Asset managers pursuing a green investment strategy must disclose how this strategy is implemented and the sustainability or climate effect of their products.
The rules include a transparency framework so that end-investors can better understand how asset managers take sustainability factors into account. The European Commission is working with co-legislators (the European Parliament and Council) to establish a unified EU classification system, or taxonomy, of sustainable economic activities, which should make ESG investing and reporting easier.
Moody’s argues that for asset managers that have the appropriate infrastructure, expertise and product range, the rules will likely lead to increased inflows into sustainable strategies, given increasing demand for ESG products – it estimates ESG funds in Europe have grown 16% a year since 2010.
Research by financial data provider Morningstar, meanwhile, shows that in Europe the asset class proved resilient during 2018 despite a difficult market environment that was marked by elevated volatility and broad declines in stock and bond prices.
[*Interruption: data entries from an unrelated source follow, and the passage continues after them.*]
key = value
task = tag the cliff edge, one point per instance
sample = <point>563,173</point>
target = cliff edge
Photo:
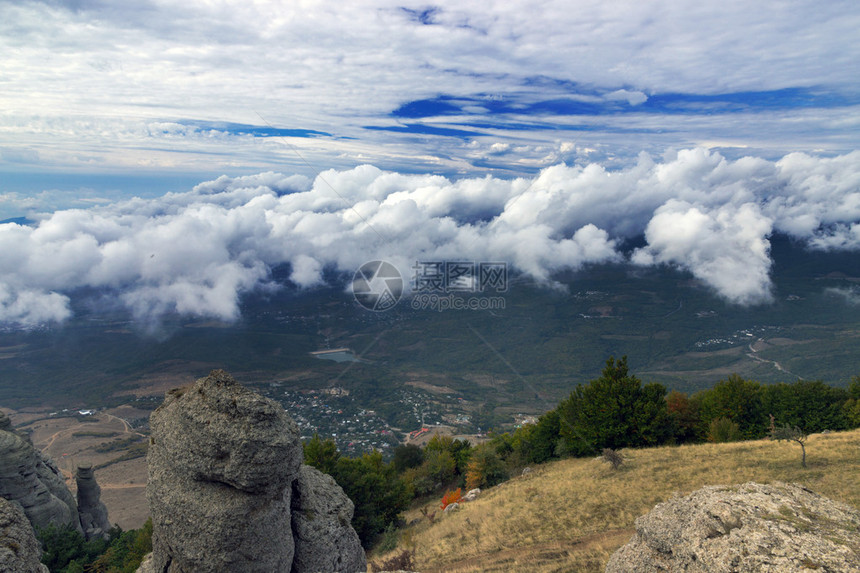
<point>745,528</point>
<point>227,491</point>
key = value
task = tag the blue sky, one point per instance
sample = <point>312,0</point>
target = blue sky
<point>145,93</point>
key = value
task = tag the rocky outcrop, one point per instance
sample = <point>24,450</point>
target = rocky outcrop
<point>746,528</point>
<point>321,521</point>
<point>91,511</point>
<point>19,550</point>
<point>33,481</point>
<point>224,464</point>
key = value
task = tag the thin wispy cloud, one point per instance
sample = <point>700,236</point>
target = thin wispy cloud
<point>149,86</point>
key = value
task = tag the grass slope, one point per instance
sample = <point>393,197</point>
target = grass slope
<point>573,514</point>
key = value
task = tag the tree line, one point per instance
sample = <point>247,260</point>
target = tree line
<point>613,411</point>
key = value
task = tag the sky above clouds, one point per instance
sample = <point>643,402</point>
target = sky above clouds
<point>327,134</point>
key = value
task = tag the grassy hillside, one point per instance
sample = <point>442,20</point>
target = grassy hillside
<point>572,514</point>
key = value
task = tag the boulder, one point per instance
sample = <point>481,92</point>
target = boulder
<point>91,511</point>
<point>322,530</point>
<point>34,482</point>
<point>222,461</point>
<point>746,528</point>
<point>19,550</point>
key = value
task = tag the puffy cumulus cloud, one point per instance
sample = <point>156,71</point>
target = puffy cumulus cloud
<point>198,252</point>
<point>726,247</point>
<point>31,308</point>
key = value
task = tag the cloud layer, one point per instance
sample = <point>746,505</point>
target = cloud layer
<point>444,87</point>
<point>198,252</point>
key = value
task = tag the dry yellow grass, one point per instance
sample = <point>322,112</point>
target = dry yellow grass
<point>573,514</point>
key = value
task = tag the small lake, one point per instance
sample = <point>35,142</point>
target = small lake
<point>344,355</point>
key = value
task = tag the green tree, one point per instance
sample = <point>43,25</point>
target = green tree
<point>486,468</point>
<point>685,417</point>
<point>321,454</point>
<point>791,434</point>
<point>738,400</point>
<point>723,430</point>
<point>614,411</point>
<point>851,407</point>
<point>376,490</point>
<point>811,405</point>
<point>407,456</point>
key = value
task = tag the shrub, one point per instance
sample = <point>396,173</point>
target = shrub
<point>486,468</point>
<point>791,434</point>
<point>612,457</point>
<point>450,497</point>
<point>723,430</point>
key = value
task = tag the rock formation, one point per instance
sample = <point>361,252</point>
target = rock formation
<point>19,550</point>
<point>321,520</point>
<point>33,481</point>
<point>224,465</point>
<point>91,511</point>
<point>751,527</point>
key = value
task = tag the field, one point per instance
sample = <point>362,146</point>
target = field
<point>573,514</point>
<point>105,441</point>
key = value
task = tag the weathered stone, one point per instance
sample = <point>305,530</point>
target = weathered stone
<point>34,482</point>
<point>19,550</point>
<point>91,511</point>
<point>746,528</point>
<point>219,431</point>
<point>222,460</point>
<point>322,530</point>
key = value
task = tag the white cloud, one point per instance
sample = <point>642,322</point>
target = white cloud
<point>198,252</point>
<point>104,85</point>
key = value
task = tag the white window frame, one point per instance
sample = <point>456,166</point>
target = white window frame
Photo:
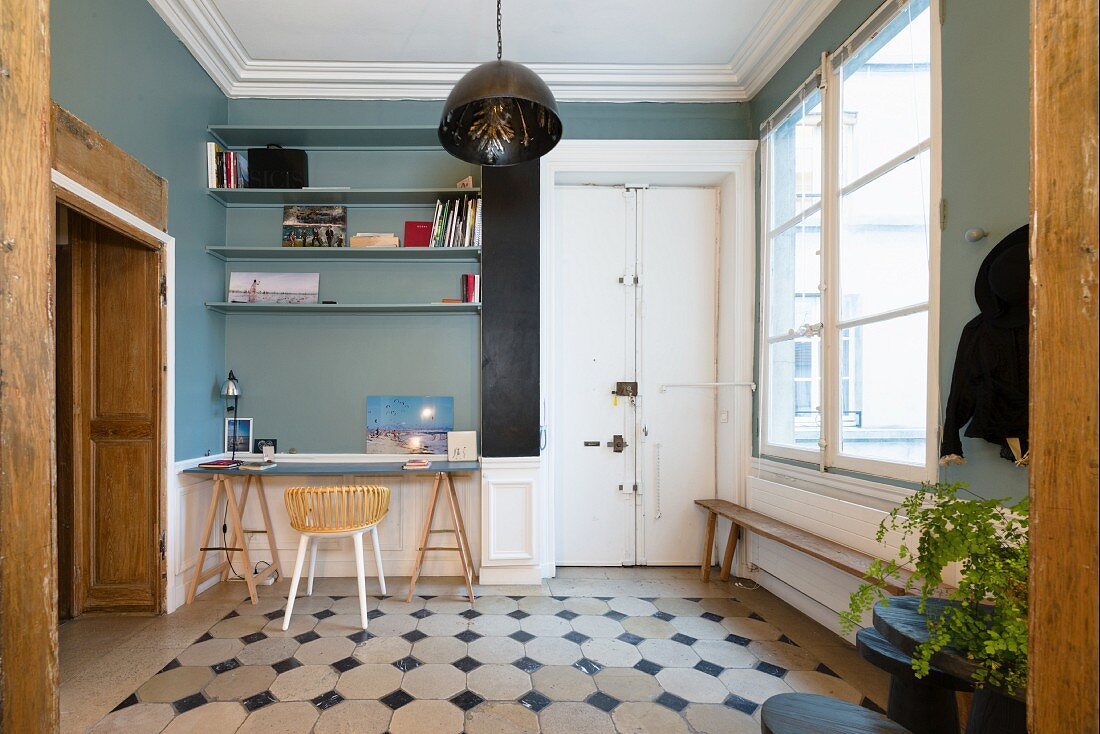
<point>828,455</point>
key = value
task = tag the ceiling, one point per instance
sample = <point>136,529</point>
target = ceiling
<point>605,50</point>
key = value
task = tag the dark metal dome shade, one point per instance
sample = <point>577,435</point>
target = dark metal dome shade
<point>499,113</point>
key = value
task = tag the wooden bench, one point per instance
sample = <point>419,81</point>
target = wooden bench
<point>834,554</point>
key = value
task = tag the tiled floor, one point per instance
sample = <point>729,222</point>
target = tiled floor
<point>592,650</point>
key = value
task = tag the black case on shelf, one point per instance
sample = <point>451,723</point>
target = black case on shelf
<point>277,167</point>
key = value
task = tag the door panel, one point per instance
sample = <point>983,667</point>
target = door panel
<point>595,231</point>
<point>117,380</point>
<point>677,335</point>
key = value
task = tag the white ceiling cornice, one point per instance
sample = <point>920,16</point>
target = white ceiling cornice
<point>202,30</point>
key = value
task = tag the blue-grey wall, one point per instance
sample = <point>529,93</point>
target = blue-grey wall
<point>117,66</point>
<point>985,46</point>
<point>306,379</point>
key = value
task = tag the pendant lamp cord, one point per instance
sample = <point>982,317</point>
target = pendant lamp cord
<point>499,45</point>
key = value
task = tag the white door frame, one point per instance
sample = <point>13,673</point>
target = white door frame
<point>726,164</point>
<point>168,501</point>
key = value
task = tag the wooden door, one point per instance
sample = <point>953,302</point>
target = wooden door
<point>117,402</point>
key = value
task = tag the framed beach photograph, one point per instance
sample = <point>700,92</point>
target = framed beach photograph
<point>238,435</point>
<point>274,287</point>
<point>406,424</point>
<point>315,227</point>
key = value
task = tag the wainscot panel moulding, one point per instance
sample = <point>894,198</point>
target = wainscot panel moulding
<point>210,39</point>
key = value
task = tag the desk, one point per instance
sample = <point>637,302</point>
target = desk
<point>223,483</point>
<point>905,627</point>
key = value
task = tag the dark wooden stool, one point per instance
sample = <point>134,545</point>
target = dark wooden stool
<point>924,705</point>
<point>809,713</point>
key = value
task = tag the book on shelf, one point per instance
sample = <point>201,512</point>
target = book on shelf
<point>375,240</point>
<point>226,168</point>
<point>455,223</point>
<point>417,233</point>
<point>221,463</point>
<point>471,288</point>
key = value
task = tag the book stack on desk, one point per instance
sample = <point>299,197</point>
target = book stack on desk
<point>221,463</point>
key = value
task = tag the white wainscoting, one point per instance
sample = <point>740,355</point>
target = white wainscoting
<point>398,534</point>
<point>845,511</point>
<point>509,548</point>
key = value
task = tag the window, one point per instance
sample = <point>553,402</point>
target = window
<point>849,255</point>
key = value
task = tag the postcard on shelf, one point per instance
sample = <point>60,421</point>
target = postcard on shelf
<point>407,424</point>
<point>375,240</point>
<point>462,446</point>
<point>315,227</point>
<point>256,466</point>
<point>273,288</point>
<point>417,233</point>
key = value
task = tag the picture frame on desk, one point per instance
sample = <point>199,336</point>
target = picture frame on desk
<point>241,434</point>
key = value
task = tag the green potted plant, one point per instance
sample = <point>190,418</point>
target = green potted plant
<point>989,539</point>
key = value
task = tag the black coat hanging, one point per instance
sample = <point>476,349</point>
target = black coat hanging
<point>989,383</point>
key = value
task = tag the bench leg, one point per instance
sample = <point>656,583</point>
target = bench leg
<point>727,559</point>
<point>712,521</point>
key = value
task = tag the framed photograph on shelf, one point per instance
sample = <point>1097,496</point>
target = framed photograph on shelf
<point>274,287</point>
<point>315,227</point>
<point>408,424</point>
<point>261,444</point>
<point>238,435</point>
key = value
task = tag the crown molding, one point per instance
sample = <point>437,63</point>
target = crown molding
<point>204,31</point>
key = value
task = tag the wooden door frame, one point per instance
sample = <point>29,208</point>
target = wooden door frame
<point>1062,691</point>
<point>107,185</point>
<point>28,544</point>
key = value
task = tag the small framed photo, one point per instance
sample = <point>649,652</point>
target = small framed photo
<point>261,444</point>
<point>462,446</point>
<point>238,434</point>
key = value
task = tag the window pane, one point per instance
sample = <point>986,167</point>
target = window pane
<point>887,393</point>
<point>884,94</point>
<point>794,393</point>
<point>884,242</point>
<point>794,163</point>
<point>794,276</point>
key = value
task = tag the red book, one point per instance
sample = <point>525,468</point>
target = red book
<point>417,233</point>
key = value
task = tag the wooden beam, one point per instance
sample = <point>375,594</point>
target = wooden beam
<point>84,155</point>
<point>1062,693</point>
<point>28,550</point>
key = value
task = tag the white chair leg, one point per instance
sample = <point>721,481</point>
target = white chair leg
<point>361,577</point>
<point>294,582</point>
<point>377,559</point>
<point>312,566</point>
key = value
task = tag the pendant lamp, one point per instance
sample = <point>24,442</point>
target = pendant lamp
<point>499,113</point>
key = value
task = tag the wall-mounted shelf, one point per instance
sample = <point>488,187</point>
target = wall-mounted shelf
<point>222,307</point>
<point>348,254</point>
<point>349,197</point>
<point>319,138</point>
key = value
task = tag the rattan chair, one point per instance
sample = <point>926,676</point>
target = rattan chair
<point>336,512</point>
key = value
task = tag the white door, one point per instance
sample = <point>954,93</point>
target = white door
<point>595,230</point>
<point>636,303</point>
<point>677,344</point>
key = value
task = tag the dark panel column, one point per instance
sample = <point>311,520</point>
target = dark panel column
<point>510,310</point>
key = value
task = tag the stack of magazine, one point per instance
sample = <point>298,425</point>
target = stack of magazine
<point>457,223</point>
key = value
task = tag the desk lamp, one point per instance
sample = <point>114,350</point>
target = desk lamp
<point>231,390</point>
Morningstar’s research found that while net flows into European-domiciled funds that incorporate ESG factors fell to €34.4bn in 2018 from €57.9bn the previous year, the 40% decline in new money was significantly smaller than the 80% slump suffered by the overall fund universe. Assets in sustainable funds were down by 1.3% to €684bn at the end of 2018 but that also compares favourably to a larger decline in overall European fund assets of 3.9% over the same period.
Moody’s says the EU’s new rules for ESG will require asset managers to update their product offering and prospectuses and explain how they include ESG factors. That will attract “heavy one-off implementation costs”, it says, estimating that asset managers’ costs could increase by 0.25%-2% depending on their current ESG capabilities.
Robert believes the costs will be relatively steeper for smaller players without ESG expertise. Asset managers with growing ESG involvement and an innovative product suite, such as LGIM, the asset management arm of Legal & General Group, Aviva, Standard Life Aberdeen and Amundi are best positioned to absorb them.
The more stringent disclosure rules will also require new systems or enhancements to current systems, potential new headcount, as well as the need to train salespeople to adequately explain the considerations. Robert says that operating costs (excluding compensation) for independent European asset managers have been rising, reaching 13% of gross revenue in June 2018 from 10% in 2016: “The new requirements will further increase asset managers' operating and compliance costs and likely negatively pressure margins.”